Will all organisms with the same 3 nucleotide sequence in the codon produce the same exact same amino acid. I read that the three nucleotide sequence will code for a particular amino acid. I did not understand if that is the case across organisms. Can someone explain this in simple terms.
Although the answer to this question may be found in Mitochondrial Genetic code, because that answer is primarily about mitochondrial genetic codes, I shall give a more directed answer here.
Because the same genetic code that was elucidated in bacteria was found to apply to higher eukaryotes, it was initially assumed that the genetic code was universal, and was referred to as such. Subsequently it was discovered that mitochondria did not generally employ this ‘universal’ code, which is now usually referred to as the ‘standard’ code — indeed different mitochondrial codes were found in different organisms.

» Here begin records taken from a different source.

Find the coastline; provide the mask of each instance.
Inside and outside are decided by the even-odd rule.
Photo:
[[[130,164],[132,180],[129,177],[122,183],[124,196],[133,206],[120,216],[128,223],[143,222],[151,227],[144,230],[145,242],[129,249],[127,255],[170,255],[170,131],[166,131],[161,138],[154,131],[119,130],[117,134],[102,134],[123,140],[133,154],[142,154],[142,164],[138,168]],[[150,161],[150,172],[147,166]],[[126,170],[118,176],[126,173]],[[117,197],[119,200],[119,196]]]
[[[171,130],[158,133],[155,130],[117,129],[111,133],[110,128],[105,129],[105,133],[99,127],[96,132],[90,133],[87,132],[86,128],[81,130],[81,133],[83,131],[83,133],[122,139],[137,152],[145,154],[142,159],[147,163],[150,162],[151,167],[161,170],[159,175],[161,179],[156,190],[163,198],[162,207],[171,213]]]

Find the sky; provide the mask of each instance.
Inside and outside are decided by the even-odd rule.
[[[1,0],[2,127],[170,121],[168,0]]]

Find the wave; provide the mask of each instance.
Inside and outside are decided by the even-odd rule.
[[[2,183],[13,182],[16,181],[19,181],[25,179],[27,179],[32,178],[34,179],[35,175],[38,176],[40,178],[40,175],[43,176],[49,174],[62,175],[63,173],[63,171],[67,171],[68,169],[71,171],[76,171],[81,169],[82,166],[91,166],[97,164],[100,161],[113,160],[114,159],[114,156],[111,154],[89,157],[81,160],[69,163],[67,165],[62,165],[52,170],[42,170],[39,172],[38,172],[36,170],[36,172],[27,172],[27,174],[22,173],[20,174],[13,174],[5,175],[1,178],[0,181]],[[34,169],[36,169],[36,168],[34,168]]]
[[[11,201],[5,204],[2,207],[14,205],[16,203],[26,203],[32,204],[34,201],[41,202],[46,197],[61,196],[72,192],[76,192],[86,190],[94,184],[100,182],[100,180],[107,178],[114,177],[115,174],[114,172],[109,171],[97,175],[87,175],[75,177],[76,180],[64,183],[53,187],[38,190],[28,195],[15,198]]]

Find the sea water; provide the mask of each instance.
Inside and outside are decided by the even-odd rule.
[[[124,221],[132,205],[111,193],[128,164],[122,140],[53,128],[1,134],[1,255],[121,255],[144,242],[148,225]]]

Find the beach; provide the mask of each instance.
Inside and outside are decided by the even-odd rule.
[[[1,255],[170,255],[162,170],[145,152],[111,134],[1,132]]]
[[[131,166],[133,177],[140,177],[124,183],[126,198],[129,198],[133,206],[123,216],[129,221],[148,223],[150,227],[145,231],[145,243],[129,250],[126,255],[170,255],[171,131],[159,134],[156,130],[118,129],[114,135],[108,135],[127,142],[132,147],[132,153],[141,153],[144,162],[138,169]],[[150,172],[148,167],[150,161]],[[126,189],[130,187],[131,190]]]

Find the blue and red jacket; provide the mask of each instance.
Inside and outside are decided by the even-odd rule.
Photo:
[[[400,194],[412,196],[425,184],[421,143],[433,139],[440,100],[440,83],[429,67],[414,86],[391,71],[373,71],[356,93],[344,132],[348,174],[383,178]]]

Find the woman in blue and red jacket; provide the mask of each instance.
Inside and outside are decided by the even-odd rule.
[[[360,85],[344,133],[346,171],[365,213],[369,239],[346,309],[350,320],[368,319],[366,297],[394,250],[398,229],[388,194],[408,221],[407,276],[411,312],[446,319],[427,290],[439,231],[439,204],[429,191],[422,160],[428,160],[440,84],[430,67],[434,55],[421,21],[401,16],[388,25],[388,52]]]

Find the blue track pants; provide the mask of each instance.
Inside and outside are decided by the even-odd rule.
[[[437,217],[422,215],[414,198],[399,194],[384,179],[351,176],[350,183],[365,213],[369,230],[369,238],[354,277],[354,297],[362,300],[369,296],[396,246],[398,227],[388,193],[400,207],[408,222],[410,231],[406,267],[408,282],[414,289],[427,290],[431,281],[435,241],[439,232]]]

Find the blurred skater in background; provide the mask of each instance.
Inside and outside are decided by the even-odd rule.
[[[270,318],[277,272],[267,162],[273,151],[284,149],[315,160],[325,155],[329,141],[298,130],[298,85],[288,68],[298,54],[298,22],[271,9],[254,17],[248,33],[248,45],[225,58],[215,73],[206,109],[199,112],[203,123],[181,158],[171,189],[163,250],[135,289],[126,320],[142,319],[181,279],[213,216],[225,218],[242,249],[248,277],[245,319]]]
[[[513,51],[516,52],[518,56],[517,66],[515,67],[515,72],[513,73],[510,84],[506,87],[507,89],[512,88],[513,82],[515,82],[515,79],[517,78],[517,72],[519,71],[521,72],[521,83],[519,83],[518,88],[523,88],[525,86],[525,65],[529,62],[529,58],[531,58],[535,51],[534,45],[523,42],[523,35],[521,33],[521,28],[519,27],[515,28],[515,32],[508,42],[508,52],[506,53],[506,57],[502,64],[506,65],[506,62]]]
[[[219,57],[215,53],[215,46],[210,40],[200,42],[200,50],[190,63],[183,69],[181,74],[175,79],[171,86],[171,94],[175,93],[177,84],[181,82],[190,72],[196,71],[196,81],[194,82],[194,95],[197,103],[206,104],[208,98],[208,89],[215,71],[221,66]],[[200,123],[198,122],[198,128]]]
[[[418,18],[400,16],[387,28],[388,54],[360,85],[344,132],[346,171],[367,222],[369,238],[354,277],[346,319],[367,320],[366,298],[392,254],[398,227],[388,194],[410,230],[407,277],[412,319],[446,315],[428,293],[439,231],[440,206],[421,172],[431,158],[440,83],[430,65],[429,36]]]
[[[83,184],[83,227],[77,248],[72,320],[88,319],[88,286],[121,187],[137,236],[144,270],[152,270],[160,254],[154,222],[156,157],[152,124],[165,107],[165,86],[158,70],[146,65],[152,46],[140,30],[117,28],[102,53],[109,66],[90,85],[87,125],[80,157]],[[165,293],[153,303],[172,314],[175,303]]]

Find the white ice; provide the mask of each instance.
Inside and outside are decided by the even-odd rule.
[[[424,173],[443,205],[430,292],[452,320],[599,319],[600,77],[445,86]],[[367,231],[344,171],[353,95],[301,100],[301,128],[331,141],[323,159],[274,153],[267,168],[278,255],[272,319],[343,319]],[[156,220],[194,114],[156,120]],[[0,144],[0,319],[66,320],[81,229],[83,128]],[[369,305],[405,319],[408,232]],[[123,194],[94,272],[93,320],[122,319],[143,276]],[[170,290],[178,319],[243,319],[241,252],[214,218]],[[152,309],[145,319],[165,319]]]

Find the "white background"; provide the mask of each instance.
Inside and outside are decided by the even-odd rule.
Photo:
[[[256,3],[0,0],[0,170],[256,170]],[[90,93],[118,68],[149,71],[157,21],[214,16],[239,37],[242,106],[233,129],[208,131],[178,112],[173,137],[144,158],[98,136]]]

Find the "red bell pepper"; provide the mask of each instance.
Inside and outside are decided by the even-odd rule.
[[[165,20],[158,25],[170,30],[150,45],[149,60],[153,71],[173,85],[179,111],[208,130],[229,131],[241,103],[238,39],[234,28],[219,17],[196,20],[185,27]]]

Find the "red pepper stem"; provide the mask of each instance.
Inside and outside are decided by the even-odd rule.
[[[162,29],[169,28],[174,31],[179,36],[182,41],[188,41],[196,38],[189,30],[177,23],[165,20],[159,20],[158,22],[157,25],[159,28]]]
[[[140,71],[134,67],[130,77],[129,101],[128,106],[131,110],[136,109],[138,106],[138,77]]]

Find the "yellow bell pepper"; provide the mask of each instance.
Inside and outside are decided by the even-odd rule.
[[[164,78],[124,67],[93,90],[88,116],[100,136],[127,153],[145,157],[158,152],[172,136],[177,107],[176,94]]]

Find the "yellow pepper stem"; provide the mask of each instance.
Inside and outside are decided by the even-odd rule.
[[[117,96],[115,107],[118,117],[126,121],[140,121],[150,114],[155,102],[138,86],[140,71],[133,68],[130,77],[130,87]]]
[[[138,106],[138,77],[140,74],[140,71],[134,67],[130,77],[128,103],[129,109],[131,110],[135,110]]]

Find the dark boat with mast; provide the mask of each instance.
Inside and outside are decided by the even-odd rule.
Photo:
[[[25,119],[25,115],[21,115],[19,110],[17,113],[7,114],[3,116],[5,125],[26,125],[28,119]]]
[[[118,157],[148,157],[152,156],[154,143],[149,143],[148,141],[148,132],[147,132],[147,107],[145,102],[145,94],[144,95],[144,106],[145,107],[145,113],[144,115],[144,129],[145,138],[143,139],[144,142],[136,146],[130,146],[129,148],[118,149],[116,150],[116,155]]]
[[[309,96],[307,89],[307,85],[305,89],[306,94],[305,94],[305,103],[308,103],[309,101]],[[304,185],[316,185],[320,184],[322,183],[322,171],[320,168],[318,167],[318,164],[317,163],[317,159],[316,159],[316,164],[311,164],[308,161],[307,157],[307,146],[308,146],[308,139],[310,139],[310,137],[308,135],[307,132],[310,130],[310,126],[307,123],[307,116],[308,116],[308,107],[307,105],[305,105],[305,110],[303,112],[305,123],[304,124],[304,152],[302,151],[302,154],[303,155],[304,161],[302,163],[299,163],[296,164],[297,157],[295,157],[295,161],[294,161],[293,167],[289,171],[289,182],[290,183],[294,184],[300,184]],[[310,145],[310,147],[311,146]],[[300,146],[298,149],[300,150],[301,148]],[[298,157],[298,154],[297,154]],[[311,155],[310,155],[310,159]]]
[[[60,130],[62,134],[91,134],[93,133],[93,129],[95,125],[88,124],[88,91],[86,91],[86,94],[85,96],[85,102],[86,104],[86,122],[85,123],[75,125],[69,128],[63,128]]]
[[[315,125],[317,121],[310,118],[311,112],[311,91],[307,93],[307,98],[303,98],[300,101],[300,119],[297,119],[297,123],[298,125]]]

However the question seems to be more concerned with the genetic codes of bacteria and the nuclear genetic codes of eukaryotes. Here also there are deviations from the standard genetic code, which can be found listed either on this Wikipedia page or at NCBI.
Below are some examples from the NCBI list (where references may be found) with the standard coding in parentheses:
Mycoplasma UGA Trp (Ter) Ciliates, Dasycladacean and Hexamita UAA Gln (Ter) UAG Gln (Ter) Euplotidae UGA Cys (Ter) Candidate Division SR1, Gracilibacteria UGA Gly (Ter) Pachysolen tannophilus CUG Ala (Leu)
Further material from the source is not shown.